2015年5月、ex−SASPLはSEALDsとして再始動する。国会前の立ち話で多く耳にしたのは、活動家としての評価以上に「集会後は掃除をしてからアルバイトに向う。本当にさわやかな好い子達」といった親しみの言葉であった。そのことから逆に、活動家概念そのものを無意識に越えている新しさが感じられた。
組織論も斬新である。代表者は置かず、担当別の各班全員が司令官で、班のリーダーは副司令官と呼ばれていた。中心を空洞にしておき、そこに挿入されるべき〈外部〉の全体が幻視されているような発想はユニークである。メキシコの革命家の影響らしい。基本的には、SEALDsの複数形sは、「みんなが代表」という意味を含んでいるとのこと。堅く綯い合わされた紐のような組織的強度ではなく、ゆるく解体が容易で多様に対応できる関係性、すなわち集中と拡散の自由度が求められているのであった。
民主主義、立憲主義、非暴力主義を前面に展開する彼らの活動は、一見、理不尽な反動勢力から戦後民主主義の最良の部分を守ろうとする保守運動のように見える。その見え方が大学を含む既存の拠点に立つ多くの学者、法律家、政治家あるいは芸術家等を自然に引き寄せる要因なのであろう。だが、若者たちは、民主主義、立憲主義と並列することの矛盾もよく意識しており、スローガンを固定的な理念として掲げているわけではない。権力に対する〈幻想的バリケード〉として応用しながら、その都度「民主主義ってなんだ?」と問い、活動の過程で「民主主義ってこれだ!」と応ずる、そして再び同じ問いに返っていく。この無限循環を引き受ける主体化のプロセスを社会に浸透させたいという動機をそこに読みとることができる。そして何より貴重なのは、それぞれが、スローガンと自分の課題を突き合わせながら、基本的に、孤立した個人の言葉で語ろうとしていることだ。〈2015年〉という文明段階における既存の事物や概念を活用しつつも、その再発見〜再創造に向う文化〜社会運動の端緒に立っているということができよう。そして、水を差すようだが、うまくいっている時が最も危ういのである。時として賞賛は誹謗以上に初心を腐らすものだから。

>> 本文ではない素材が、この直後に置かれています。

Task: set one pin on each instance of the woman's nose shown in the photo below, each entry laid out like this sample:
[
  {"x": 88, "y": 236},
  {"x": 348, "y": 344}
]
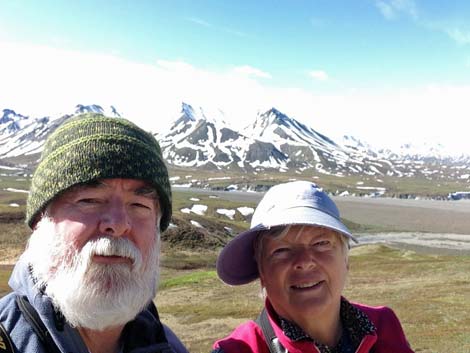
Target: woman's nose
[{"x": 303, "y": 258}]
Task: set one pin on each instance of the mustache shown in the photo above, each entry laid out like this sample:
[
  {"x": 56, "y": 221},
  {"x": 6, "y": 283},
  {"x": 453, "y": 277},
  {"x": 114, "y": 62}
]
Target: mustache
[{"x": 112, "y": 246}]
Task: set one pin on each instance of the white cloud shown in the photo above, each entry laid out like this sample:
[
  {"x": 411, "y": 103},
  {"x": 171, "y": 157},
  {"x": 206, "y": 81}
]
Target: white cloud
[
  {"x": 392, "y": 9},
  {"x": 39, "y": 81},
  {"x": 454, "y": 28},
  {"x": 198, "y": 21},
  {"x": 251, "y": 71},
  {"x": 460, "y": 36},
  {"x": 319, "y": 75}
]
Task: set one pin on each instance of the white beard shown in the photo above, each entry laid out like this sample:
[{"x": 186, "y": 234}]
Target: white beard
[{"x": 91, "y": 295}]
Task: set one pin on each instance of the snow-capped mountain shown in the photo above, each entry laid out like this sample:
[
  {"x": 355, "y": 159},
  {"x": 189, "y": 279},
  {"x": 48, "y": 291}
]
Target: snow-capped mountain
[
  {"x": 22, "y": 135},
  {"x": 194, "y": 140},
  {"x": 273, "y": 142}
]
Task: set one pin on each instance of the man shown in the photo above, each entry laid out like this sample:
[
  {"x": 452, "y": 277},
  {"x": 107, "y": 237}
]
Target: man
[{"x": 99, "y": 199}]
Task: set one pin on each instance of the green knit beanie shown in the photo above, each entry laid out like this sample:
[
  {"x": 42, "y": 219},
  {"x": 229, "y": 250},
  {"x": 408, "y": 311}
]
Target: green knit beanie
[{"x": 90, "y": 147}]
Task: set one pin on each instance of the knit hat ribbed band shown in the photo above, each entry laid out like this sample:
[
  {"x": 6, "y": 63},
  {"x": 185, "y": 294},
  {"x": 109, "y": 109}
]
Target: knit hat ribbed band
[{"x": 90, "y": 147}]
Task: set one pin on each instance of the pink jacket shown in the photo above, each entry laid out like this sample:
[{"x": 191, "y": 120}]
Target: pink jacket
[{"x": 388, "y": 337}]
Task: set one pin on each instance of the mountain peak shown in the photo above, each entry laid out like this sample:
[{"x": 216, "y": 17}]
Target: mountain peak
[
  {"x": 188, "y": 112},
  {"x": 94, "y": 108}
]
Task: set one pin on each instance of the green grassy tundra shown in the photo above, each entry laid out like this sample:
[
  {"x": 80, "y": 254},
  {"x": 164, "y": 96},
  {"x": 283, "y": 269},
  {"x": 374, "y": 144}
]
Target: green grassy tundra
[{"x": 429, "y": 293}]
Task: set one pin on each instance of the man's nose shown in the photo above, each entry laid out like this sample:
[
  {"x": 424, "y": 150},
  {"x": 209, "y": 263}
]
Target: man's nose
[{"x": 115, "y": 219}]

ところで、対談のニュアンスから、60年安保闘争やベ平連運動への親近感と共に、大学を占拠した69年前後の全共闘運動に対する微かな異和感も伝わってくる。高橋氏は彼らの自由な対話の船頭役〜引き出し役に徹しており、先行する闘争の深堀に誘導することはあえてしていない。それが対話の幅を広げ、面白くしてるのだが、実は若者たちのこの異和感にこそ、様々な歴史的事件を規準にした時間軸や年代では総括できない、隠されている普遍的〈情況〉性への予感ないし怖れが含まれているのではないだろうか。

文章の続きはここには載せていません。